Ya Allah, I shall leave my destiny in your hand. Please open the doors for me to redeem myself. Amin.

a rejection.

sometimes, some people see beyond.
a pathway to heaven right in front of their eyes.
they take each steps closer to the bright light at the end.
a strenght, notches higher than the rest.
with full confidence, what she drops would be safely caught.

im walking on the earth.
heaven yet too far away.
taking long slow strides.
dragging legs, covered bloods.
misty heart, cold and bare.

one day, she decides to end her journey.
she looks back with a smile.
found inner peace, sword in hand.
for her children is safe in God’s hand.
and her duty is done.

i try to breath,
grasping the wall,
suffocating in engulfing sins,
reaching a hand to my mother.
closing my fist on empty air.

a little word from you, mother.
a bit of care.
a show of love,
in this low level of my heart.
in this dry earth im scorching my feet on.
before you soar to the sky.
leaving me on the ground.
head straining upwards to the stars,
eyes upon your shiny wings.
blurred by tears i care not.

mother, you were an angel in my dream.
in blue dress,with beautiful eyes.
i dont doubt heaven is a place for you.
i give my heart to this path you take.

it had been two months,
before i heard your voice again.
i was shocked i couldnt guess it was you, mother.
i didnt know it was you at the end of the line.

just a bit of love before you go.
a bit normal like other mothers.
a text would be nice.
a warm ‘how are you’ would be lovely.
a word of courage to when you’re gone
would keep me going.

not the silence after you broke the eggshells below me.

to leave me with heart astoned.
trusting i would climb up when i fall.
i do try, mother. yet i fall again.

dont you realize, mother.
i see Him when you do.
i do not see Him with my own eyes.

i see Him through yours.

and as you leave,
with full confidence it will make me stronger,
i am scared.
not of losing you, mother.
but of losing Him in my heart.

i need you not for the love of a mother,
the way other daughters do.
you are special, and so are your way of love.
i have put out that yearn in my heart
for you are closeer to Him than you are to me.
i am happy for you, mother.

but i do need you, mother,
to walk towards the light.

dont you see me, mother?
when you helped the orphans,
the poor, the needy,
i do the same.

dont you see me, mother?
i try to follow the path you etched.
stepping into the steps you’ve taken.

but the place you are going now,
is where i have to stop following.
it is not yet for me.
it may never be.
and i can only pray it would.

this is where it ends.
where do i go now?
where shall i take my steps?

i could only hope, mother.
that you will always see me when you turn around.

because i am always there,
looking out for you.

a day in Cardiff.

walked around the city centre.

a guy was playing violin, bringing to life tunes of scotland folklore, while balancing one foot. on a tightrope.

a crowd watching a kenny roger look alike strumming his beat-up guitar.

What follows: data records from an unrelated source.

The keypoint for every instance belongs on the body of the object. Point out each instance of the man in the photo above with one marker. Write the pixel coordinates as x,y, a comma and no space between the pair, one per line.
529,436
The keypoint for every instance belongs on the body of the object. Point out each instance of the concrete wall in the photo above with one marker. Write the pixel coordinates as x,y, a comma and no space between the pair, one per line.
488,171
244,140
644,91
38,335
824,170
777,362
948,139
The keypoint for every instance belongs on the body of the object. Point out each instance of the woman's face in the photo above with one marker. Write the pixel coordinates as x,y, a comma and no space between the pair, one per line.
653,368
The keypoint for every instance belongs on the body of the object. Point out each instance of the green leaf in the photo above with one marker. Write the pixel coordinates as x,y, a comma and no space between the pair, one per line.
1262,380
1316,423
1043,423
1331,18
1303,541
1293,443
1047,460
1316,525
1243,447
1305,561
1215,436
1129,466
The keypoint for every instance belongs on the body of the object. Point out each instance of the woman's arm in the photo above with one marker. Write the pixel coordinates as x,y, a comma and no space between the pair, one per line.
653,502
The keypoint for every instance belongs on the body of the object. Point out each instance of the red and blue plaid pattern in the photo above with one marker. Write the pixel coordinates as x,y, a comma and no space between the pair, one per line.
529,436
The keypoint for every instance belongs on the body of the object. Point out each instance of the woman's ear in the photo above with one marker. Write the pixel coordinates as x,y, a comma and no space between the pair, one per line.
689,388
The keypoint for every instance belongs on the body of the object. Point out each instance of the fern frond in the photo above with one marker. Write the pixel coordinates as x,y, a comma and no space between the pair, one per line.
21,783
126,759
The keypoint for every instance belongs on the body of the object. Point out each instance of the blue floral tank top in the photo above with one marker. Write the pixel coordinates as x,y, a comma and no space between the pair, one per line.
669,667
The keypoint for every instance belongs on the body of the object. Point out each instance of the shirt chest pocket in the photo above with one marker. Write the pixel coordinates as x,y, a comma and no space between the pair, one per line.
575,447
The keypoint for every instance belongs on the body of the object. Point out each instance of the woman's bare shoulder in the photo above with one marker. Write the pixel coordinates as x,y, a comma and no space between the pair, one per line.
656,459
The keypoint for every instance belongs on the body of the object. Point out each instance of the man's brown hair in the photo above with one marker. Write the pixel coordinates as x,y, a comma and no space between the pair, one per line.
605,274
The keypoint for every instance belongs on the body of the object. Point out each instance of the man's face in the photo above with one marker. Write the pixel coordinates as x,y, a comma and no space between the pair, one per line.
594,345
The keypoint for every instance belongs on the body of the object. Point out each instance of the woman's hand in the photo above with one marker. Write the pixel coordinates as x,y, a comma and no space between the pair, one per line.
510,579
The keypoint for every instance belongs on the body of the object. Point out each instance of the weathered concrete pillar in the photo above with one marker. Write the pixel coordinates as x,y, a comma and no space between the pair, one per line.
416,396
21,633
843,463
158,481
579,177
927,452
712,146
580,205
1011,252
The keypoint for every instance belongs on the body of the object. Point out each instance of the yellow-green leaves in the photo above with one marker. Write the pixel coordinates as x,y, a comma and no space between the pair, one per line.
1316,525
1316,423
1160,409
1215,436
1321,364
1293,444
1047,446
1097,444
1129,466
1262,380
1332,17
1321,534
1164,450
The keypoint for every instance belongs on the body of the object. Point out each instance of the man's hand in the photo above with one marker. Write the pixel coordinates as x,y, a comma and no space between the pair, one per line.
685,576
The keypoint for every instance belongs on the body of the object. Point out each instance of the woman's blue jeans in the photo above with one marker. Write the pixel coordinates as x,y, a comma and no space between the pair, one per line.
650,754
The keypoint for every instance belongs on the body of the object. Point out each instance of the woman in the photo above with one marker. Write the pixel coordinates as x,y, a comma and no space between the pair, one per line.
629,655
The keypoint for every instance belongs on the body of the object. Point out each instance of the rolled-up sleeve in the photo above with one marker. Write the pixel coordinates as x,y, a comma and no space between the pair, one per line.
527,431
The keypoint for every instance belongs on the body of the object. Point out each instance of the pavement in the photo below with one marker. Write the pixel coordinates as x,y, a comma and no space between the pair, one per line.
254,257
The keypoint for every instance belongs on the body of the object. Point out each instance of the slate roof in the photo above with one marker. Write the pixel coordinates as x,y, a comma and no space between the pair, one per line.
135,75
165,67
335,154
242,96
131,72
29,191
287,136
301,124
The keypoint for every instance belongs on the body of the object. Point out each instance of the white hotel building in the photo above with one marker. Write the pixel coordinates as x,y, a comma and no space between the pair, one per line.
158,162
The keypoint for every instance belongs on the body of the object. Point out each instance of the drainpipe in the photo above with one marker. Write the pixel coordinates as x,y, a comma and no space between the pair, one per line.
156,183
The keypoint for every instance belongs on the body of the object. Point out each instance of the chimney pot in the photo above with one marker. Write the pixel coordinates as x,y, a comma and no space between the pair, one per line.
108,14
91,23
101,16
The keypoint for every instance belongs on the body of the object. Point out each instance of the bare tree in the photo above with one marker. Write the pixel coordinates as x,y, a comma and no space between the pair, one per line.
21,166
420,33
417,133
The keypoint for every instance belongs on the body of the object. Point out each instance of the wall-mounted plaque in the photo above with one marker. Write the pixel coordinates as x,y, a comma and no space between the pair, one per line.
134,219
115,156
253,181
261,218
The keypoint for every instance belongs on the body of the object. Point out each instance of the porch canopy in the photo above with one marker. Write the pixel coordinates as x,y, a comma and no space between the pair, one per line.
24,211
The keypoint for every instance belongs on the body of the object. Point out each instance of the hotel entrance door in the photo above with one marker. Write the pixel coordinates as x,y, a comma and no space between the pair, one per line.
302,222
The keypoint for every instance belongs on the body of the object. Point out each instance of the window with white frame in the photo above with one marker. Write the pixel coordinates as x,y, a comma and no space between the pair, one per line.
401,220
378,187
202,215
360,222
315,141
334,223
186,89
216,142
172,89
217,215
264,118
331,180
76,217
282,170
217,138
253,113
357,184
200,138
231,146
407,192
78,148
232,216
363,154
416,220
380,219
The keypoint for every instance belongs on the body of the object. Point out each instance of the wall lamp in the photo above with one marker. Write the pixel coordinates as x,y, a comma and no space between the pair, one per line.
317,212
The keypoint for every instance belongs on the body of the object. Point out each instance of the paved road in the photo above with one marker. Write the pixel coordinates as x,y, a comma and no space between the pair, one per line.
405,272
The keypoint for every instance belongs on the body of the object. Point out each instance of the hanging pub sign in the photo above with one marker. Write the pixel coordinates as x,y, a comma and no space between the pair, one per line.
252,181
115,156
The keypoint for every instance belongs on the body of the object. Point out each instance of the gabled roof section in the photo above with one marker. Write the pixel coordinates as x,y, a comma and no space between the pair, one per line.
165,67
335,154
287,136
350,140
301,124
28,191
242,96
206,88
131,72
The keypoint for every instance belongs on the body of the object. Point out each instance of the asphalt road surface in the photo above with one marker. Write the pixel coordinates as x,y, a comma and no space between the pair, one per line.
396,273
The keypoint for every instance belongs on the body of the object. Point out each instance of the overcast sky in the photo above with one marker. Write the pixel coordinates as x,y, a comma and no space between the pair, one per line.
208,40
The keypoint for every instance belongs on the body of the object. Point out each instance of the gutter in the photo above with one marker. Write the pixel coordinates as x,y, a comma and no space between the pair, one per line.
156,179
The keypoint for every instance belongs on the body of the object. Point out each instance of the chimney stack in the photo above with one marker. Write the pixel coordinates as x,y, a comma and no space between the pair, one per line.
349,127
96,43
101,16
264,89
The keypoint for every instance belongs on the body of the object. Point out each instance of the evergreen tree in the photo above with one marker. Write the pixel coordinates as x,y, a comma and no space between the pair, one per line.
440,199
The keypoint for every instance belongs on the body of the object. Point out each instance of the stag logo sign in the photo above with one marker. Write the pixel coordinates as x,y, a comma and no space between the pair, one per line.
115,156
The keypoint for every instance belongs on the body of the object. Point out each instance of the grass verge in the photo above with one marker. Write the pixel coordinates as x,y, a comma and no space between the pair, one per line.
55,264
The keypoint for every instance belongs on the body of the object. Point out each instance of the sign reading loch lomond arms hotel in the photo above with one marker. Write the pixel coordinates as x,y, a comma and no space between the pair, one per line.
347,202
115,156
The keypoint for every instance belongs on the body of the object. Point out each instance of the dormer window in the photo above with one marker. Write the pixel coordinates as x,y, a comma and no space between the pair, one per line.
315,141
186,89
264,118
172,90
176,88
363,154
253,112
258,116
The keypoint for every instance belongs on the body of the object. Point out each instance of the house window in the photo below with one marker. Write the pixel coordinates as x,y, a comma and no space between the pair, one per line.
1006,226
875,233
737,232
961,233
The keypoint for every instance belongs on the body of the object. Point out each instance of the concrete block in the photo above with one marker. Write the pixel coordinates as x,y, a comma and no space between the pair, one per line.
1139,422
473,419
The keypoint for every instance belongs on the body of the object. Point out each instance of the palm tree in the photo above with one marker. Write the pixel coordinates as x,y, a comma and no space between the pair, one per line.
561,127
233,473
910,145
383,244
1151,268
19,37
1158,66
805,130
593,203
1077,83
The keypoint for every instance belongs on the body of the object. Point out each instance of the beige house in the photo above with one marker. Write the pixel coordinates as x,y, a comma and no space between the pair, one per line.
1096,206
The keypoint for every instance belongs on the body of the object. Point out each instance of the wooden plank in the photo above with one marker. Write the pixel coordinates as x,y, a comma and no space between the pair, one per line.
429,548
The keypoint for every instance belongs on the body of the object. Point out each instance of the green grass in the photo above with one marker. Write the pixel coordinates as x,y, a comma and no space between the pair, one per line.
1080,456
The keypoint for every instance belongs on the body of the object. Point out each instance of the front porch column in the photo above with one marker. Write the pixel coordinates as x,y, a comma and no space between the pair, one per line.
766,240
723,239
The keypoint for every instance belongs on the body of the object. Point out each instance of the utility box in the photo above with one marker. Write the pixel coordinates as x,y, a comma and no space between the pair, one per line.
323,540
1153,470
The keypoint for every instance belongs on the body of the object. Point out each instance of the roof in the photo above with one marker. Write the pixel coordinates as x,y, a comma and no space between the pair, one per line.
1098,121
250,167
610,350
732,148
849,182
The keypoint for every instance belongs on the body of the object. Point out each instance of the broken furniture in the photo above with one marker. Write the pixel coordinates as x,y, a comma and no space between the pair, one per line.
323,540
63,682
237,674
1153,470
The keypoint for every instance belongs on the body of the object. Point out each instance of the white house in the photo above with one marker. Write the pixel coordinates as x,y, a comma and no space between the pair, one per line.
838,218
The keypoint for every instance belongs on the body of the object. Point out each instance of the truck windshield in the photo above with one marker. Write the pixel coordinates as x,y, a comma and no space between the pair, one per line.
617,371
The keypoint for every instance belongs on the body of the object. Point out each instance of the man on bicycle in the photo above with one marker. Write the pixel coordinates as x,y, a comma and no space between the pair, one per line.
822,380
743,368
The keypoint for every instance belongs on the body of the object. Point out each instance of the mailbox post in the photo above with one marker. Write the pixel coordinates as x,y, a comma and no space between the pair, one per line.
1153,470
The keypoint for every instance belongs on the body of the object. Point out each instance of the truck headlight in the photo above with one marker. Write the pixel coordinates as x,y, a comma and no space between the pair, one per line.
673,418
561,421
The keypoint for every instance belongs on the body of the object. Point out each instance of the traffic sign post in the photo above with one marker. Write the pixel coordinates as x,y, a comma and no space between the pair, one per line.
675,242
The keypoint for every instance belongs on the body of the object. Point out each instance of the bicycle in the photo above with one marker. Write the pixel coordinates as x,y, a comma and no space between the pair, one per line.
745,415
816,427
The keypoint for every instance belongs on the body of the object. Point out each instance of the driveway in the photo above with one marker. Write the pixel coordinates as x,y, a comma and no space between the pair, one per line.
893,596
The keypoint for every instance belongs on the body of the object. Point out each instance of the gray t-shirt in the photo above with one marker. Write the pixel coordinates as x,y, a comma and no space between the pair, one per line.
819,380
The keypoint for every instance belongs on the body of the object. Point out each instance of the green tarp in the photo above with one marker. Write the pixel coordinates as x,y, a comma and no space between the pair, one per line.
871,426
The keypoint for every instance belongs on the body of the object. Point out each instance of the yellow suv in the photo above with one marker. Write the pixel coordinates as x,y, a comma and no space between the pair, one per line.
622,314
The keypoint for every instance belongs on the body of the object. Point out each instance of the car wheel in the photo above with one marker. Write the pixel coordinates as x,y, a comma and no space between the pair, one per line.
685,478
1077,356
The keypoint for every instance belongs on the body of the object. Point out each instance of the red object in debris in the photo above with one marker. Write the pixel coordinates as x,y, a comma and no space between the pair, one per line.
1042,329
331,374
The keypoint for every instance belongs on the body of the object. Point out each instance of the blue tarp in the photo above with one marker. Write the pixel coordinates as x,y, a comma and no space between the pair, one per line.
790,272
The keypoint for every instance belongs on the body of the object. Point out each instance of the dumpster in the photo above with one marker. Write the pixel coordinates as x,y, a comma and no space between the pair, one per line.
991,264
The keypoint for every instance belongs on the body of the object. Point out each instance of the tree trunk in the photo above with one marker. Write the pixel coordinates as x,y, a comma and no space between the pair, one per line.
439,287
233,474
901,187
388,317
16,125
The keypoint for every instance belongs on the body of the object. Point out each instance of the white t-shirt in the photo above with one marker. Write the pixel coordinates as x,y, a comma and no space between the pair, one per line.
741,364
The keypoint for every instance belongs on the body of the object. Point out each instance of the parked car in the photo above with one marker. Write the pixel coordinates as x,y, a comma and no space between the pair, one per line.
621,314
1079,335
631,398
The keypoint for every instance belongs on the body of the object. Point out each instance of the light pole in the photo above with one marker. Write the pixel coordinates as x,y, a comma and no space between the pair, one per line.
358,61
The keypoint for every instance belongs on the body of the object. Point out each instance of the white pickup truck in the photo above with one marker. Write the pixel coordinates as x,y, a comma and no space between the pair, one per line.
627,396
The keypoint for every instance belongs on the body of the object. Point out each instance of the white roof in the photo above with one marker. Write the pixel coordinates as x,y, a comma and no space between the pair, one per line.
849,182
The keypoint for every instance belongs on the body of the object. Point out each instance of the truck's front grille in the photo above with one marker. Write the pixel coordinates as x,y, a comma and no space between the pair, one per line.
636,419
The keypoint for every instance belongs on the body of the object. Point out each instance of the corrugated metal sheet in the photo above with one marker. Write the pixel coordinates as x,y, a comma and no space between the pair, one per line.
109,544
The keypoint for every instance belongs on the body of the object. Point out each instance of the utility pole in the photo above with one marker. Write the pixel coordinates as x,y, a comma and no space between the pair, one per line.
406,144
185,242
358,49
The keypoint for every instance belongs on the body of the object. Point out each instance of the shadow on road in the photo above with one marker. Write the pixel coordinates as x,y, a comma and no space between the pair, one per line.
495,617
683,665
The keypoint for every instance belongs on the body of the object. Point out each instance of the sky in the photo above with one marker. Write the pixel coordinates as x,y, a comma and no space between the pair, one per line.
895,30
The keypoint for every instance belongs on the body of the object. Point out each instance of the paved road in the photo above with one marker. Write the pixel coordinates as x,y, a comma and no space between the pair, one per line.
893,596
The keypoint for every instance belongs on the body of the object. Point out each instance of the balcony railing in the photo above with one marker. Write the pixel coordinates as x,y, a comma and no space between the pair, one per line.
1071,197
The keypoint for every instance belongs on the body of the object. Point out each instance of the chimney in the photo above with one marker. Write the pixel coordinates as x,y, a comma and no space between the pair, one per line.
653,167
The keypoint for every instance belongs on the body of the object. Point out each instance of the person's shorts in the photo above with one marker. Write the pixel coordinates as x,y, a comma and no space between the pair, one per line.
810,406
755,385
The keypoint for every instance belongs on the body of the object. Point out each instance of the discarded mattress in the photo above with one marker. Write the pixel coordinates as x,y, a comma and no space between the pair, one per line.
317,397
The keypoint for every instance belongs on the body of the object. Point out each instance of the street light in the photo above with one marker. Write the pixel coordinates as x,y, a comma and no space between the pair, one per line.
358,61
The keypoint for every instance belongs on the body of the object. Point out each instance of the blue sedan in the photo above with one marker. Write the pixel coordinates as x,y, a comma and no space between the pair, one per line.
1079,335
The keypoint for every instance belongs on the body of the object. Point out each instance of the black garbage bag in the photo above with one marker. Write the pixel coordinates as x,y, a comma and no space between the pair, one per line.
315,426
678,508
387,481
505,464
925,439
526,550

a trio of fire charmers. a guy juggling three kerosin-burned batons. a man with glasses and dreadlock with a pole of two fire ends. twirling it in his hand, over his shoulder, behind his ncck, flame hissing frustratingly, missing the clutch of his hair. a young girl, long luscious locks on one side of her side and soft grizzle hair on almost bald head on the other, swinging two chains of fire, looping it over her head making fantastic gypsy dance.

she wore a plastic headband. knocked over it when she twirled her chains. it fell over her eyes. she dance a slow twirl with her chains, hoping to halt her rhytm.

she was blinded, the fire knew. it licked her hair, lighting up flame at the back of her eyes.